A thousand pairs of eyes turned to Count Raymond.For a moment I feared he would buckle under the weight of their stares, but he recovered himself enough to call out in a ringing voice, ‘Peter Bartholomew, what have you done?’
The man on the church stared down at him as dispassionately as an icon – though not nearly as beautiful. He had let his hair and beard grow long; his nose was misshapen where it had once or twice been broken, and the erratic firelight could not soften the hard pox marks on his face. Even so, he had climbed a long way since he crawled out of the pit at Antioch clutching the fragment of the holy lance.
‘What I have done is God’s will,’ he declared. His voice was deeper than I remembered it, echoing off the
surrounding walls. ‘
For lo, I will send a man to make straight the way of the Lord
…’
Raymond sat up straight. ‘That is blasphemy.’
A quiet sigh carried through the crowd, and they seemed to press closer around the count. He looked down uncertainly.
‘It is prophecy,’ Peter answered calmly. He seemed to be clutching something in his right hand: a tablet, or maybe a book. ‘Look around you. The Lord has sent these men out as sheep among wolves, and now their shepherd has abandoned them. You have tried to make your kingdom here, and forsaken the celestial kingdom that awaits us in Jerusalem.’
‘I have not forsaken Jerusalem,’ Raymond protested. His voice was brittle. ‘I have the unity of the Army of God to consider.’
‘Listen to your people. They are crying out to go to Jerusalem. You built your house here and they tore it down, stone from stone, because it was not built on the rock of faith. If you will not lead us to Zion then we will leave you here, abandoned and defenceless, for your enemies to pick over.’
‘The time is not right,’ Raymond murmured, almost to himself. ‘It is madness to campaign in winter. None of the other princes will support this folly.’
‘Then your glory will be all the greater.’ Peter’s voice was warm, the coaxing voice of a sympathetic friend. ‘But if you do not go, your name will be ignominy, and your reputation dust.’
His hold on the crowd was astonishing. When he spoke kindly they stood there as docile and comforting as sheep, but as soon as he uttered a threat you could almost feel the anger ignite. I began to wonder what would happen to me if Count Raymond provoked Peter Bartholomew to violence.

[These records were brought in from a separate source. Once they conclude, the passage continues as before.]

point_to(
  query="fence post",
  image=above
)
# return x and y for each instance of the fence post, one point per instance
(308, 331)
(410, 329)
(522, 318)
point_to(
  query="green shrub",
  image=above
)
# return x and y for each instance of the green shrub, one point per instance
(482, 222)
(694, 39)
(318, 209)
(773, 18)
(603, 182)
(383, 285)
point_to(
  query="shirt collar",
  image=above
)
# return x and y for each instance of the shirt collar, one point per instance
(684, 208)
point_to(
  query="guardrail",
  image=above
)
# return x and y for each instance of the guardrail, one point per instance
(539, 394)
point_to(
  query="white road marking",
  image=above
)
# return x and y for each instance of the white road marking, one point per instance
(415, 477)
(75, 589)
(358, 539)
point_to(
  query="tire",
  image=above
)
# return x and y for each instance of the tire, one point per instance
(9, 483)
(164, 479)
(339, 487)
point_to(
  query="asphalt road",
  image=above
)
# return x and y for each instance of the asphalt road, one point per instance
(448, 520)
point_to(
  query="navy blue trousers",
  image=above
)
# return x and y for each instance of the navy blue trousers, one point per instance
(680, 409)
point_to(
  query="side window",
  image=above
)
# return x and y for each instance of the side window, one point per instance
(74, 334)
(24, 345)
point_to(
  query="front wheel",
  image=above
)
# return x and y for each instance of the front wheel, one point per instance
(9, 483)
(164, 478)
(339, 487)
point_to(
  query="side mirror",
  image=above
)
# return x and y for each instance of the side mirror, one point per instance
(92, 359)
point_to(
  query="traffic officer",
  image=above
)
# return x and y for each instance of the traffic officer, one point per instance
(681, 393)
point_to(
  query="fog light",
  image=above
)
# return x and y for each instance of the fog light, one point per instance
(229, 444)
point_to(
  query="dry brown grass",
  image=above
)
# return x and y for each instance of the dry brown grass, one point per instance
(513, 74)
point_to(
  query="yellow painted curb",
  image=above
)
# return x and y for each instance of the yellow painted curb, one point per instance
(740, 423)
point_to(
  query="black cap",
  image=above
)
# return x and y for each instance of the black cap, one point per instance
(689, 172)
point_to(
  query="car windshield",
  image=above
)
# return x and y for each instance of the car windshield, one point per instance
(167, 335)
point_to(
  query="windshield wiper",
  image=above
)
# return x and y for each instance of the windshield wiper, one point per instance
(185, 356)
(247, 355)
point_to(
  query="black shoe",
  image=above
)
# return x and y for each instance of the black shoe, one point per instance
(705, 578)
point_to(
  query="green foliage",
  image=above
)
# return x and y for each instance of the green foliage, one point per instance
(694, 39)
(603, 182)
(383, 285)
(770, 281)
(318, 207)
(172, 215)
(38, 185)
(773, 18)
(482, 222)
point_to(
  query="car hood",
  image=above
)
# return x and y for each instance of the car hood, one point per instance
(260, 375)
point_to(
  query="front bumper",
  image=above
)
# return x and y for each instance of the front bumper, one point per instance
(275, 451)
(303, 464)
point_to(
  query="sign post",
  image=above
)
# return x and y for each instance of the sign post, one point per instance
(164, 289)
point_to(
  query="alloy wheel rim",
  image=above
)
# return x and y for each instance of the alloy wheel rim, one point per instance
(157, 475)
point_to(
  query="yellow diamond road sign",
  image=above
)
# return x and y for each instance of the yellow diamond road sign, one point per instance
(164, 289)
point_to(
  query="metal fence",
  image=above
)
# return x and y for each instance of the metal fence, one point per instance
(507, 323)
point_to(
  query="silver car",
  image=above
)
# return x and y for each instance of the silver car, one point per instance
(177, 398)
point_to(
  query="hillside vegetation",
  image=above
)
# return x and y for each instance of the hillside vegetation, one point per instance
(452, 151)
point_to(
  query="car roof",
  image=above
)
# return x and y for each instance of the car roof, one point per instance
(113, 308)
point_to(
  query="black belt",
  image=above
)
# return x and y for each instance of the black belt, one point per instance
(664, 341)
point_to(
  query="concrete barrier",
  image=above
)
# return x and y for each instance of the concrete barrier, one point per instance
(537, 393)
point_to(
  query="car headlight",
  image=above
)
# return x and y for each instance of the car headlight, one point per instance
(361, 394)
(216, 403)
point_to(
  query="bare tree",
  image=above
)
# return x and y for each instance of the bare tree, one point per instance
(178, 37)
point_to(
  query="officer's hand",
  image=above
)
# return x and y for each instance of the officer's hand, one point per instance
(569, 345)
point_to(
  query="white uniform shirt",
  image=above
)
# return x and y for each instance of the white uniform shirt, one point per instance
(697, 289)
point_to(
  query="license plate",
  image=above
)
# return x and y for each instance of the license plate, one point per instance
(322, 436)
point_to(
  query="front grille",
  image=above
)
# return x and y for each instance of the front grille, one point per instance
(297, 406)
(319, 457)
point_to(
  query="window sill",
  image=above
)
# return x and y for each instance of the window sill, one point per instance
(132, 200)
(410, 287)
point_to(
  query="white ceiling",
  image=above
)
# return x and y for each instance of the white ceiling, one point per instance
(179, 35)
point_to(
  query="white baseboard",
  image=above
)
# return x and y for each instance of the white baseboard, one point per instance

Raymond looked away from Peter, scanning the crowd in the desperate hope of allies. Among the peasants’ hoods and straw-brimmed hats I saw a good number of armoured helmets, but none of them showed the least impulse to help their lord.
‘You have disobeyed my laws and offended against my authority,’ he said, addressing the crowd directly. ‘But disperse now, remake what you have broken and yield up the wicked men who led you astray and I will show mercy.’
It was a brave gesture from an old warrior, but he had been lured into a battle he could not win. Peter Bartholomew did not even need to reply: the sea of impassive, upturned faces around Raymond was all the answer he needed. From somewhere near the back a voice whispered ‘Jerusalem’, and very quickly the word spread until it resounded through the host like the crash of waves.